When volunteers listened to fragments of music and rated how likely it was to be composed by a human, Kulitta did better than many other AI-based compositions: People thought the music sounded like music written by a person. 

Quick’s Kulitta is the type of use of computing power that Ada Lovelace had predicted as early as the 1840s. 

What held Lovelace and Babbage back was the unfeasible aspect of building a useful mechanical computer. The Analytical Engine was never built. But rapid developments in technology, in particular in electricity, eventually paved the way for computers as we know it. Part of that technological development also involved experimental uses of electricity in music. 

In 1958, the BBC launched the Radiophonic Workshop, to explore the use of technology for the production of various sound effects and music.

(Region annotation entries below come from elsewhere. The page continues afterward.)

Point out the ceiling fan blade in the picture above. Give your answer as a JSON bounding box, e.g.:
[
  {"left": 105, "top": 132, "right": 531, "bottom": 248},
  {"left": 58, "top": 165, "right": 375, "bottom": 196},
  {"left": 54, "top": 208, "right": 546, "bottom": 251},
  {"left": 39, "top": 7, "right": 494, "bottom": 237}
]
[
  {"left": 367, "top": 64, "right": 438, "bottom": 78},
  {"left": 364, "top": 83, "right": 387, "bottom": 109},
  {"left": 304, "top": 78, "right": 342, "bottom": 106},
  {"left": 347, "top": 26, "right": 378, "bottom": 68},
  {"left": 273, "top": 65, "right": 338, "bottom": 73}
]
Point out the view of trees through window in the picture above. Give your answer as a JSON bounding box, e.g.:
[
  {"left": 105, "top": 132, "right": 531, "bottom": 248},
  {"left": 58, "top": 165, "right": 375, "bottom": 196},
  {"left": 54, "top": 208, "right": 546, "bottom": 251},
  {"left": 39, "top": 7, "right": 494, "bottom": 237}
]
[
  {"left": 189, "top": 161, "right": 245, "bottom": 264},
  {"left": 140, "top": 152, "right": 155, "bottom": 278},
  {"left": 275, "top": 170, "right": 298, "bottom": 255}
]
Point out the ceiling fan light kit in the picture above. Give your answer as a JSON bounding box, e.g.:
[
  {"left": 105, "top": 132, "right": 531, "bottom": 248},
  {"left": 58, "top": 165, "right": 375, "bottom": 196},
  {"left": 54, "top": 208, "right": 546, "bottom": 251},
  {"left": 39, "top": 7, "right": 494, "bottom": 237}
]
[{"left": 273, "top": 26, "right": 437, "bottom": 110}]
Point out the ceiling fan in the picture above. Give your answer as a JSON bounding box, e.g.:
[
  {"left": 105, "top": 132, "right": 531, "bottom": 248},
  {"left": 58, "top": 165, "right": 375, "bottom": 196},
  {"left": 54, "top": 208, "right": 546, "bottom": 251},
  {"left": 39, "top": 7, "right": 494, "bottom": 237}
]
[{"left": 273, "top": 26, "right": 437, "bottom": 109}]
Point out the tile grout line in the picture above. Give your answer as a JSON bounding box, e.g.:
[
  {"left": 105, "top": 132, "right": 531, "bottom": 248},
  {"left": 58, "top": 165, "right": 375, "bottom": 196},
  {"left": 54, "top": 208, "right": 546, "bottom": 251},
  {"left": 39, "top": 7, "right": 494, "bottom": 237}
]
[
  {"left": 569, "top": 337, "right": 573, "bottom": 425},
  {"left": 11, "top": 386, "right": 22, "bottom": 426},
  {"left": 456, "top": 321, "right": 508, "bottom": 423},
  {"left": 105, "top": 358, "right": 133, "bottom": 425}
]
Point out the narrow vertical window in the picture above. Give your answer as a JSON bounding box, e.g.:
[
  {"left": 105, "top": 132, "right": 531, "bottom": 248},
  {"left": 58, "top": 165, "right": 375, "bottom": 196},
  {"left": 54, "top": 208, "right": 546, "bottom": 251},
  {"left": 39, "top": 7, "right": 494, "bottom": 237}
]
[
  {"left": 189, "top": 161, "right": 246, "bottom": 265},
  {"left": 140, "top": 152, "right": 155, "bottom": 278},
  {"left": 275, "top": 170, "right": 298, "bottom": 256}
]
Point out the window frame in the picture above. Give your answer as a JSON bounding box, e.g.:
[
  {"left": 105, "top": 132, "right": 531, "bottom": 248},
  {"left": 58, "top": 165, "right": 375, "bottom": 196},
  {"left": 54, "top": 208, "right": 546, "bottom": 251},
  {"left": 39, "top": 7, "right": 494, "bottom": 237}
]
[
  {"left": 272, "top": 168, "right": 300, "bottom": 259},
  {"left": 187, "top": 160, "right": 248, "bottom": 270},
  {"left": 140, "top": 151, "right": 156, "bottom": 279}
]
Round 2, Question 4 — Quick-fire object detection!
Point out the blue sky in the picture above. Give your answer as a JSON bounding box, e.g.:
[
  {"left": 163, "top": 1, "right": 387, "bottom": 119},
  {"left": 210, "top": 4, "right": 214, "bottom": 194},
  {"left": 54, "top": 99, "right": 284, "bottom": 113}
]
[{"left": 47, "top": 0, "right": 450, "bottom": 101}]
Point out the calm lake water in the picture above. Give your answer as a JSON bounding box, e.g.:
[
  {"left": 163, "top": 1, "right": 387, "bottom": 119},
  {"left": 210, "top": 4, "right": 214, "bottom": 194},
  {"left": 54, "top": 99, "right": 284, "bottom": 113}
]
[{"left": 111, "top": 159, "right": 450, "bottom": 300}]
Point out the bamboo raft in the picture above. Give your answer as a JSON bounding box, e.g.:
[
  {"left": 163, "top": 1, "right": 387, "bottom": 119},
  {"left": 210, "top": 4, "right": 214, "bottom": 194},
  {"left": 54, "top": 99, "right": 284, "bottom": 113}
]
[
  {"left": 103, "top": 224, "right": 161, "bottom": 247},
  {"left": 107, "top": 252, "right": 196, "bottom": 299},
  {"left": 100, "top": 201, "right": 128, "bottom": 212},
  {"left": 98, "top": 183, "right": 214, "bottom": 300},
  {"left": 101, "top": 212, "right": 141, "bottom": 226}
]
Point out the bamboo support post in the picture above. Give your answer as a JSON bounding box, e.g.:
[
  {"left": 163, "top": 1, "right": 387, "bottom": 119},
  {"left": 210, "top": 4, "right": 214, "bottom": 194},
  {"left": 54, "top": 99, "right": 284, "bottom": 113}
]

One of the co-founders of the workshop was Daphne Oram, a composer who worked as a studio engineer for the BBC. But as she learned more about electronic music, she left the workshop after one year to continue her own projects. Oram experimented with different electronic means of sound production, and invented a new technique to create music by drawing, called Oramics. 

The Radiophonic Workshop continued without Oram, and continued to produce technology-driven music until the 1990s. One of its best known productions is the soundtrack of the original Doctor Who series, arranged by Delia Derbyshire from a composition by Ron Grainer. 


Derbyshire studied both music and mathematics, and combined both of these skills in her career experimenting with music technology.

These are just a few women involved in technology-driven music production – a field that Ada Lovelace herself had predicted over 150 years ago. Go beyond this into other areas of science, technology and engineering, and there are countless others. However, you wouldn’t always know it. This year, like many other years, Ada Lovelace Day falls in the same week as the announcement of the Nobel Prizes. After two days of award announcements, six men have been praised for their contributions to science this week, but no women yet. They’re all worthy of recognition, of course, but Ada Lovelace Day is an annual reminder that there are women involved in scientific and technological development as well.